Anti-Semitism is on the rise not only in Europe, but in the US as well, a recent study has shown.
More than 50% of American college students have been victims of anti-Semitism, according to the 2014 National Demographic Survey of American Jewish College Students, which was published by Trinity College on Tuesday.
1,157 Jewish college students over 55 campuses across the US were surveyed for the Trinity College study over the 2013-2014 academic year over a variety of topics.
However, despite the control variables of topics other than anti-Semitism, a surprisingly high number of students reported being a victim of discrimination or hate because they were Jewish.
Overall, a reported 54% (631) have experienced anti-Semitism - whether by individual students (29%, 337), within student clubs (10%, 118), in class (6%, 66), in the student union (4%, 46), by the academic administration itself (38, 3%), or in other contexts (10%, 117).
Of those, 59% of female college students were victims of anti-Semitism; 51% of male college students also reported incidents.
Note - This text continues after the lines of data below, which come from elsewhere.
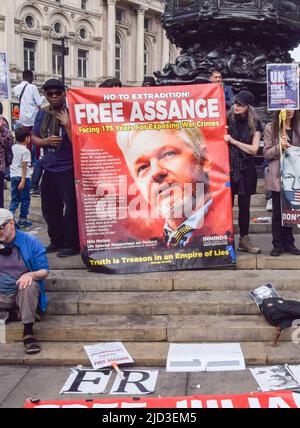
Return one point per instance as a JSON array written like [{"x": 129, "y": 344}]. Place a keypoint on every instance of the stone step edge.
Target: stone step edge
[{"x": 143, "y": 354}]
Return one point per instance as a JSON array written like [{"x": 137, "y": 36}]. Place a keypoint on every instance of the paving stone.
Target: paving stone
[
  {"x": 86, "y": 328},
  {"x": 9, "y": 380}
]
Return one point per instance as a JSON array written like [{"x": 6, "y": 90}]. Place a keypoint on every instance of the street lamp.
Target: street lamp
[{"x": 64, "y": 52}]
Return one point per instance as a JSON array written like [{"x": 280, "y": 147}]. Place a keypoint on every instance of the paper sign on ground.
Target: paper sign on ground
[
  {"x": 274, "y": 378},
  {"x": 295, "y": 370},
  {"x": 84, "y": 381},
  {"x": 135, "y": 382},
  {"x": 107, "y": 354},
  {"x": 189, "y": 357}
]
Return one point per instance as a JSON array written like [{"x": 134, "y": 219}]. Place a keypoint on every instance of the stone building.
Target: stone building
[{"x": 104, "y": 38}]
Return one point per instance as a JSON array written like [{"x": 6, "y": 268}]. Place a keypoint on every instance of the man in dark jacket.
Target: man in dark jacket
[{"x": 52, "y": 132}]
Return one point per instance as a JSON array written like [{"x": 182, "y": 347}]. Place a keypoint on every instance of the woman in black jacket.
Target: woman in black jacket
[{"x": 244, "y": 133}]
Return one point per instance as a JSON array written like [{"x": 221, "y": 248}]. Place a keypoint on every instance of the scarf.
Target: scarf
[{"x": 50, "y": 124}]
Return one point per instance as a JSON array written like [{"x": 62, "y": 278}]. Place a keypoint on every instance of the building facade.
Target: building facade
[{"x": 102, "y": 38}]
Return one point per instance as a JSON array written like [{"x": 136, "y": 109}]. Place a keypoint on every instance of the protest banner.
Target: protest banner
[
  {"x": 152, "y": 178},
  {"x": 283, "y": 86},
  {"x": 271, "y": 400},
  {"x": 5, "y": 87}
]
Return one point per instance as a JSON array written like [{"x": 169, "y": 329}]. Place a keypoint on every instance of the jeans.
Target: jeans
[
  {"x": 1, "y": 190},
  {"x": 244, "y": 213},
  {"x": 59, "y": 207},
  {"x": 37, "y": 174},
  {"x": 18, "y": 197}
]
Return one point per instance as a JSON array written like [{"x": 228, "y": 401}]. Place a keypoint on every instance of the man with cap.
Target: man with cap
[
  {"x": 216, "y": 77},
  {"x": 30, "y": 100},
  {"x": 23, "y": 269},
  {"x": 52, "y": 132}
]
Discrimination was distributed fairly evenly by the year of college the student had completed, with 53% of college Freshmen, 58% of Sophomores, 59% of Juniors, and 58% of Seniors experiencing at least one anti-Semitic incident during the academic year. Even post-graduate students were not immune (54%).
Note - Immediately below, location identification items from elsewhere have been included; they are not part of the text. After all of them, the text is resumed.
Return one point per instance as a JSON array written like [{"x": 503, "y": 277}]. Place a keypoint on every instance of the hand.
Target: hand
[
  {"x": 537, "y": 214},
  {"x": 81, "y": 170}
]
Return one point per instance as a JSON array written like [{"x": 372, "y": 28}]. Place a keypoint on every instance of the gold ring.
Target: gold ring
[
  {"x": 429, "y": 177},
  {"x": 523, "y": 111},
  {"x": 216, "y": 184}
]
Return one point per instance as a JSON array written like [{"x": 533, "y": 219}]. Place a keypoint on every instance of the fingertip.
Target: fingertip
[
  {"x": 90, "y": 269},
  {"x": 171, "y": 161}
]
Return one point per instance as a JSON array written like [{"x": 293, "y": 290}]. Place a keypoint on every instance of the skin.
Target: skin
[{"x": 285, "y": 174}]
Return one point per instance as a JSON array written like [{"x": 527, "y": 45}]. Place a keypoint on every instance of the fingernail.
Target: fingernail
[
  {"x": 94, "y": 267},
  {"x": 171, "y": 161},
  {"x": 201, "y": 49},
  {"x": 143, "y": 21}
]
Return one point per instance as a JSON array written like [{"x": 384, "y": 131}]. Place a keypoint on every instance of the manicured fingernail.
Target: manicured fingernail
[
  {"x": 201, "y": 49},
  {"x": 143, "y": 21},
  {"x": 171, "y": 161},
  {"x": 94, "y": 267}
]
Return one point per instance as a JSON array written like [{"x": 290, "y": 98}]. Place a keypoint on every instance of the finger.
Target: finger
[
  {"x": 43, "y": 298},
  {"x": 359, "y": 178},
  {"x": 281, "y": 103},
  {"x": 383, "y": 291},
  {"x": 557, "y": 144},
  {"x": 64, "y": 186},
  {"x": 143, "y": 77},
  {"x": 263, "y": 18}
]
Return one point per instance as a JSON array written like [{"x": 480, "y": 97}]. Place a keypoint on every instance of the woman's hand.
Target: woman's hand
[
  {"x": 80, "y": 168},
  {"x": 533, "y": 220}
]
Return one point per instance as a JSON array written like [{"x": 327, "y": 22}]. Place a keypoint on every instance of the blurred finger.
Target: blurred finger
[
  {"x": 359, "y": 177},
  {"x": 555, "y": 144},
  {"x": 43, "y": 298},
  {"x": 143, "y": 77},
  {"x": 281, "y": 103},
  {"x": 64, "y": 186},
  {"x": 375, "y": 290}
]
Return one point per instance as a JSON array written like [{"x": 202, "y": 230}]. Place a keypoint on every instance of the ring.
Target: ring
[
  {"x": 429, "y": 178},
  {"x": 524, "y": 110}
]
The discrimination varied little by major, as well, with similar small variations between social science majors, humanities students, and science students.
However, anti-Semitism did differ drastically by region and by the type of university.
Of the total respondents, 70% of students in public universities in the southern US experienced anti-Semitism, versus just 48% in private schools in the same region - compared to 65% of public and 45% of private university students in the Midwest, 60% of public college students and 44% of private college students in the Western US. The trend was reversed in the Northeast; there, 56% of private college students experienced anti-Semitism, vs. 50% of public school students.
Overt religiosity not a factor
The level of religious observance and openness about being Jewish was not a significant factor, according to the study - with anti-Semitism being more or less universal by denomination.
Demographically, 90% of the respondents overall stated that they are "proud to be Jewish" and 71% agreed they “have a strong sense of belonging to the Jewish people”; however, just 23% identified as "religious."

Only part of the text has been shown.